Creating data subsets

When researchers request access to your data they may not be granted access to the whole dataset, but only to the variables which they will use in their project. In Armadilllo, access is regulated on the project level, so you will need to create a view containing only these variables.

Install and load the package

You first need to install and load the package to be able to create the subsets.

install.packages("MolgenisArmadillo")
library(MolgenisArmadillo)

Logging in

In order to access the files, you need to log in using the URL of the Armadillo server. A browser window will be opened where you can identify yourself with the ID provider.

armadillo.login("https://armadillo-demo.molgenis.net/")
#> [1] "We're opening a browser so you can log in with code 5FLGYF"

A session will be created and the credentials stored in the environment.

Creating the subset

Let’s assume you are in a consortium which has data that can not be shared in entirety to researchers. You want to share a subset of the whole dataset with certain researchers that applied for access to your data. There are two ways that you can do this.

Specify the required variables in a separate .csv file.

For each research project, you first create a .csv file containing 5 columns:

source_folder source_table target_folder target_table variable
2_1_core_1_0 yearly_rep project1 yearly_vars green_dist_
2_1_core_1_0 yearly_rep project1 yearly_vars green_size_
2_1_core_1_0 yearly_rep project1. yearly_vars green_access_

‘source_folder’ refers a folder within the master project; ‘source_table’ refers to the name of a table within this folder, ‘target_folder’ refers to the name for the new folder within the target project, ‘target_table’ refers to the name of the new table within ‘target_folder’ and ‘variable’ refers to one or more variables within source_table (‘source_project’ and ‘target_project’ are specified later).

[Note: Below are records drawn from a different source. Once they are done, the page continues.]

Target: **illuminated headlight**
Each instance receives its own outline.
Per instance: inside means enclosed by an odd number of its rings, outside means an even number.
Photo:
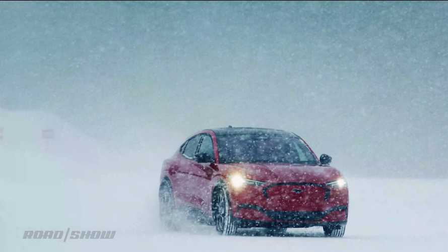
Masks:
[[[235,174],[231,175],[230,177],[230,181],[232,186],[235,188],[241,188],[248,184],[250,185],[262,185],[265,183],[265,182],[248,179],[240,174]]]
[[[332,187],[344,188],[347,186],[347,181],[345,180],[345,179],[344,179],[344,178],[341,177],[340,178],[339,178],[336,181],[327,183],[327,185],[330,185]]]

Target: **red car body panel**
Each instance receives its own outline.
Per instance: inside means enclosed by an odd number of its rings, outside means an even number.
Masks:
[[[176,206],[200,210],[211,218],[213,190],[219,183],[224,183],[228,190],[232,214],[236,218],[271,223],[300,222],[309,225],[347,221],[347,187],[326,185],[342,177],[335,168],[292,164],[221,164],[214,132],[203,131],[193,136],[198,134],[211,137],[215,163],[197,163],[186,158],[179,150],[163,163],[161,180],[169,180]],[[313,155],[315,156],[314,153]],[[228,177],[235,173],[266,183],[262,186],[246,185],[241,189],[233,190],[229,184]],[[311,214],[311,217],[298,221],[297,216],[300,217],[302,213]],[[290,214],[294,215],[291,215],[293,218],[278,218]]]

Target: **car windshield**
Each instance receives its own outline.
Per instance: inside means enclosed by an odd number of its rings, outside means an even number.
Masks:
[[[303,141],[293,136],[248,134],[220,136],[217,140],[222,163],[317,163]]]

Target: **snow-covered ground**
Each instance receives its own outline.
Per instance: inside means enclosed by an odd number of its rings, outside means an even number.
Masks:
[[[73,133],[65,129],[67,136]],[[100,151],[91,141],[75,138],[101,158],[78,160],[79,153],[58,140],[53,151],[38,148],[42,143],[33,138],[0,144],[0,250],[446,251],[446,179],[348,177],[349,219],[342,238],[323,237],[317,228],[288,229],[285,237],[261,229],[224,237],[192,224],[167,232],[159,226],[157,198],[164,155]],[[111,240],[22,239],[25,230],[68,228],[116,233]]]

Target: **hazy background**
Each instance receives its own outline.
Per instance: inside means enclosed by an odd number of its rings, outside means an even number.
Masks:
[[[161,160],[200,130],[273,128],[351,176],[447,177],[447,13],[433,2],[0,2],[0,128],[6,139],[5,115],[43,111]]]

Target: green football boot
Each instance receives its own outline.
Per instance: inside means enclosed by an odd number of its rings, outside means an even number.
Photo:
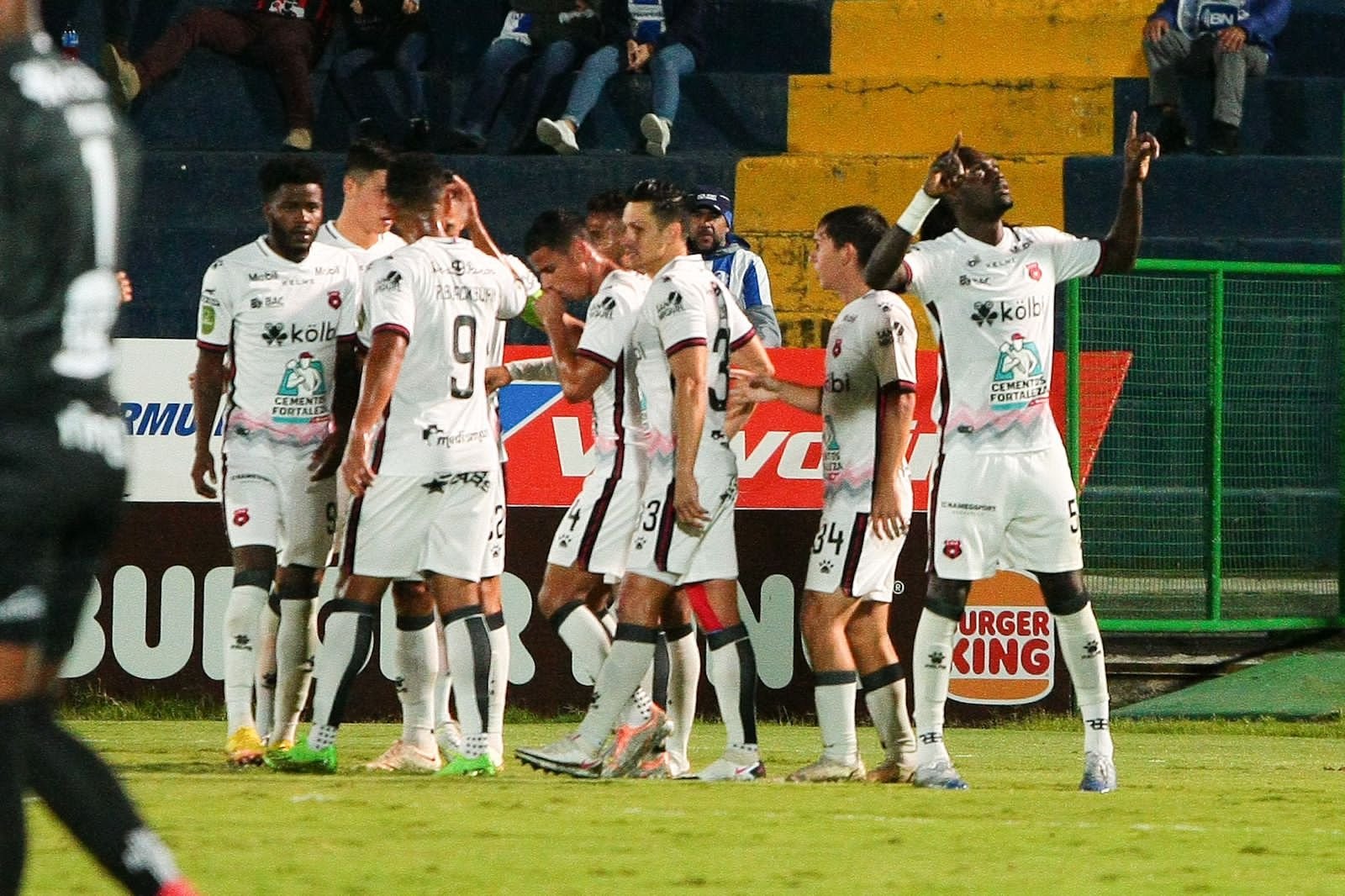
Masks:
[[[453,761],[434,772],[436,778],[494,778],[499,768],[487,753],[480,756],[453,756]]]
[[[266,753],[266,766],[276,771],[307,774],[307,775],[335,775],[336,774],[336,744],[313,749],[307,741],[299,741],[285,751],[270,751]]]

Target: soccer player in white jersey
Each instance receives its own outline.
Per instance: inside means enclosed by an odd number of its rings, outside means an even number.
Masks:
[[[359,268],[348,253],[313,241],[321,171],[282,156],[262,165],[260,182],[266,235],[206,272],[192,385],[191,478],[196,494],[214,498],[210,437],[229,357],[221,491],[234,561],[223,635],[226,752],[235,764],[262,760],[253,650],[272,580],[281,596],[309,597],[331,556],[334,474],[359,382]]]
[[[1134,266],[1143,182],[1158,157],[1158,141],[1137,135],[1135,125],[1132,114],[1120,204],[1104,239],[1006,226],[1009,183],[993,157],[962,147],[959,135],[865,270],[870,287],[919,295],[939,331],[942,448],[929,494],[929,585],[913,651],[920,787],[967,787],[943,741],[948,663],[971,583],[1001,566],[1036,576],[1056,616],[1084,720],[1080,790],[1116,787],[1102,636],[1049,391],[1056,284]],[[956,229],[911,248],[939,200],[951,206]]]
[[[756,740],[756,657],[737,608],[737,464],[729,448],[751,405],[729,416],[729,363],[763,374],[773,367],[733,297],[697,256],[686,254],[690,206],[681,190],[642,180],[624,219],[631,262],[654,280],[631,348],[648,428],[640,522],[592,708],[570,737],[516,752],[546,771],[599,774],[601,744],[654,659],[656,626],[674,589],[702,584],[689,597],[710,644],[710,678],[729,744],[698,778],[755,780],[765,768]]]
[[[907,682],[888,635],[897,557],[911,523],[907,447],[916,389],[916,326],[896,295],[869,289],[863,266],[888,230],[877,209],[822,217],[812,268],[845,307],[827,336],[822,386],[757,377],[741,398],[779,398],[822,417],[823,507],[812,542],[799,626],[814,674],[822,756],[790,780],[865,776],[854,726],[863,690],[886,756],[870,780],[909,780],[915,733]]]
[[[611,644],[611,634],[593,607],[625,570],[647,468],[629,344],[650,278],[623,270],[600,253],[589,242],[585,219],[566,211],[538,215],[523,248],[542,276],[545,292],[537,309],[551,357],[510,362],[499,371],[498,382],[507,385],[514,378],[560,382],[568,401],[593,406],[593,470],[555,530],[537,595],[538,611],[570,648],[577,678],[593,683]],[[565,303],[580,301],[589,301],[585,322],[565,313]],[[690,768],[686,737],[695,712],[699,652],[689,612],[675,624],[668,626],[668,619],[664,624],[679,673],[671,682],[675,700],[670,700],[668,708],[675,720],[672,743],[647,770],[636,768],[646,748],[666,731],[663,709],[640,686],[627,724],[617,729],[613,772],[623,767],[623,772],[643,772],[640,776],[674,776]],[[689,658],[691,669],[686,667]]]
[[[491,636],[482,608],[483,557],[496,513],[499,448],[484,358],[496,319],[525,296],[512,273],[449,237],[451,172],[426,153],[387,176],[408,246],[366,274],[369,361],[342,479],[354,495],[342,596],[317,651],[313,725],[278,756],[280,771],[336,771],[336,733],[369,652],[378,603],[393,580],[425,577],[444,619],[463,752],[440,774],[494,775],[488,752]]]

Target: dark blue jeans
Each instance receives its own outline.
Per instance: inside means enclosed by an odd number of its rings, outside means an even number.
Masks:
[[[459,118],[457,129],[484,137],[495,121],[508,86],[523,66],[533,59],[533,74],[523,97],[519,132],[530,133],[541,116],[542,104],[555,82],[578,62],[578,47],[569,40],[555,40],[537,50],[512,38],[495,38],[482,57],[482,65],[472,78],[471,93]]]
[[[373,47],[347,50],[332,63],[332,86],[350,112],[351,118],[375,117],[381,109],[391,104],[373,77],[374,69],[391,69],[397,85],[406,98],[406,117],[424,118],[425,86],[420,70],[429,57],[429,39],[424,32],[414,31],[397,46],[391,59]]]

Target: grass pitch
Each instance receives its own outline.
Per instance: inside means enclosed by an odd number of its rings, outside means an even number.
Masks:
[[[231,771],[215,721],[74,724],[211,896],[281,893],[1342,893],[1345,724],[1119,722],[1120,790],[1080,794],[1077,721],[954,729],[968,792],[787,784],[810,726],[763,725],[772,778],[582,782],[355,771],[398,735],[342,729],[342,774]],[[511,745],[558,724],[514,724]],[[872,729],[861,729],[877,761]],[[722,728],[698,725],[697,767]],[[40,803],[26,893],[117,892]]]

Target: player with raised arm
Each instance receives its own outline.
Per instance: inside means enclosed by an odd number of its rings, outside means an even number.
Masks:
[[[0,893],[23,883],[31,788],[128,892],[191,896],[108,766],[55,718],[125,482],[109,381],[139,153],[106,85],[54,52],[38,5],[0,4]]]
[[[939,331],[939,465],[929,494],[929,585],[915,642],[915,783],[964,790],[943,741],[950,658],[971,583],[998,568],[1041,584],[1084,720],[1080,790],[1116,788],[1102,635],[1083,578],[1077,495],[1050,412],[1056,284],[1130,270],[1143,183],[1158,141],[1130,117],[1120,204],[1104,239],[1003,222],[1013,194],[962,136],[929,168],[865,270],[874,288],[911,291]],[[958,227],[911,246],[939,202]],[[1026,354],[1025,354],[1026,352]],[[1030,355],[1030,363],[1025,363]]]
[[[227,355],[219,491],[234,562],[223,626],[225,749],[234,764],[257,764],[264,755],[252,708],[253,651],[272,581],[281,607],[308,608],[331,557],[334,474],[359,382],[359,266],[348,253],[315,242],[323,221],[321,171],[307,159],[280,156],[262,165],[258,180],[266,235],[206,270],[192,382],[191,478],[196,494],[215,498],[210,437]],[[303,652],[308,622],[296,619],[295,626]],[[289,659],[299,662],[286,661],[281,671],[293,675],[286,687],[297,700],[307,657]],[[270,733],[276,741],[286,736]]]
[[[777,398],[822,417],[822,522],[799,613],[822,756],[788,780],[865,778],[854,725],[859,689],[886,751],[870,780],[909,780],[915,770],[905,673],[888,635],[888,609],[911,525],[916,326],[900,296],[863,281],[886,230],[877,209],[846,206],[823,215],[812,234],[818,280],[846,303],[827,336],[823,385],[752,377],[734,391],[734,401]]]
[[[366,274],[370,352],[342,478],[354,502],[348,573],[317,651],[313,725],[273,763],[336,771],[336,735],[393,580],[424,576],[444,620],[463,752],[447,775],[494,775],[490,756],[491,636],[483,615],[483,557],[498,525],[499,449],[484,382],[494,323],[523,308],[510,270],[448,235],[451,172],[425,153],[398,157],[387,176],[397,230],[409,245]]]
[[[737,608],[737,464],[729,448],[751,406],[728,413],[729,363],[732,357],[755,373],[773,369],[733,297],[686,253],[690,207],[679,188],[638,183],[625,225],[632,265],[654,280],[632,332],[650,471],[621,578],[616,639],[580,729],[549,747],[515,752],[526,764],[580,778],[629,771],[604,770],[601,745],[654,659],[674,589],[701,584],[689,596],[714,657],[712,681],[729,744],[698,778],[753,780],[765,770],[756,743],[756,658]]]

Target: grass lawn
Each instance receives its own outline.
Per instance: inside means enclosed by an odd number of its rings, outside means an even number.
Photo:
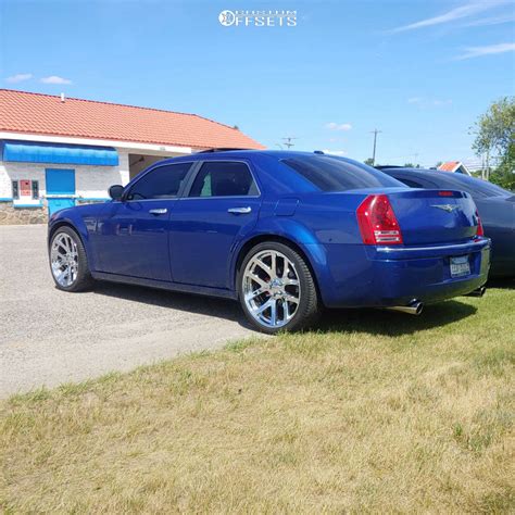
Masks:
[[[0,403],[4,513],[514,513],[515,289]]]

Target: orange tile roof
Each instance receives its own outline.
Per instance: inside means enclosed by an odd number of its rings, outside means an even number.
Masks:
[[[228,125],[197,114],[0,89],[0,131],[139,143],[263,149]]]
[[[459,165],[460,161],[448,161],[438,166],[438,169],[441,169],[442,172],[454,172]]]

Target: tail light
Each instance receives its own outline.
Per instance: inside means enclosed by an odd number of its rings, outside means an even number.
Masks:
[[[481,217],[479,216],[479,213],[477,211],[476,211],[476,218],[477,218],[477,233],[476,233],[476,236],[485,236],[485,230],[482,228]]]
[[[365,244],[402,244],[401,228],[386,194],[369,194],[356,216]]]

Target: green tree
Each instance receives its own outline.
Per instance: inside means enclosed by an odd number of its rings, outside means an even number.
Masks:
[[[503,188],[515,189],[515,97],[504,97],[493,102],[479,116],[475,133],[473,149],[476,153],[499,160],[499,166],[490,180]]]

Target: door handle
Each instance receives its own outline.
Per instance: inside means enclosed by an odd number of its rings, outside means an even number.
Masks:
[[[252,211],[252,208],[229,208],[227,210],[227,213],[233,213],[233,214],[248,214]]]

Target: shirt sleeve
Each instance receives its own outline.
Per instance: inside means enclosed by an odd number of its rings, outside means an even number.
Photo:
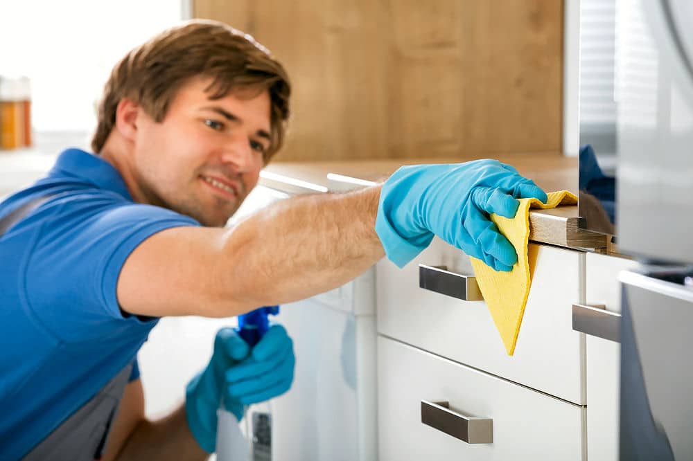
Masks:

Note that these columns need to be named exactly as above.

Once you have defined the tables then you can construct the ’subset_definition. This creates a tibble within R holding the details from the .csv file.

subset_definition <- armadillo.subset_definition(
  reference_csv = "data/subset/vars.csv")
subset_definition
#> # A tibble: 3 × 5
#>   source_folder   source_table target_folder target_table target_vars      
#>   <chr>           <chr>        <chr>         <chr>        <list>           
#> 1 2_1-core-1_0    yearlyrep    core          year_rep     <tibble [14 × 1]>
#> 2 1_1-outcome-1_0 yearlyrep    outcome       year_rep     <tibble [9 × 1]> 
#> 3 2_1-core-1_0    nonrep       core          non_rep      <tibble [5 × 1]>

After this you can create a new subset using the subset method within Armadillo.

armadillo.subset(
  input_source = "subset_def",
    source_project = "gecko",
    target_project = "study1",
    subset_def = subset_definition
)
#> Created project 'study1' without users
#> ✔ All views were successfully created!
#> ✔ View 'core/year_rep' successfully created
#> ✔ View 'outcome/year_rep' successfully created
#> ✔ View 'core/non_rep' successfully created

This method is generally the best choice if you need to create subsets for multiple tables.

Specifying the subset via arguments

An alternative is to specify the subset in R, via arguments to the armadillo.subset function:

armadillo.subset(
  input_source = "arguments",
    source_project = "gecko",
    source_folder = "2_1-core-1_0", 
    source_table = "yearlyrep",
    target_project = "study2",
    target_folder = "core",
    target_table = "year_rep", 
    target_vars = c("occup_f1_", "occupcode_f2_", "edu_f1_", "edu_f1_fath", "edu_f2_", "edu_f2_fath", "pets_", "cats_", "cats_quant_", "dogs_")
)
#> Created project 'study2' without users
#> ✔ All views were successfully created!
#> ✔ View 'core/year_rep' successfully created

This method may be easier if you only need to create one small subset.

Checking subsets

Now you can also take a look at the files in the armadillo user interface, if you open it in a browser window.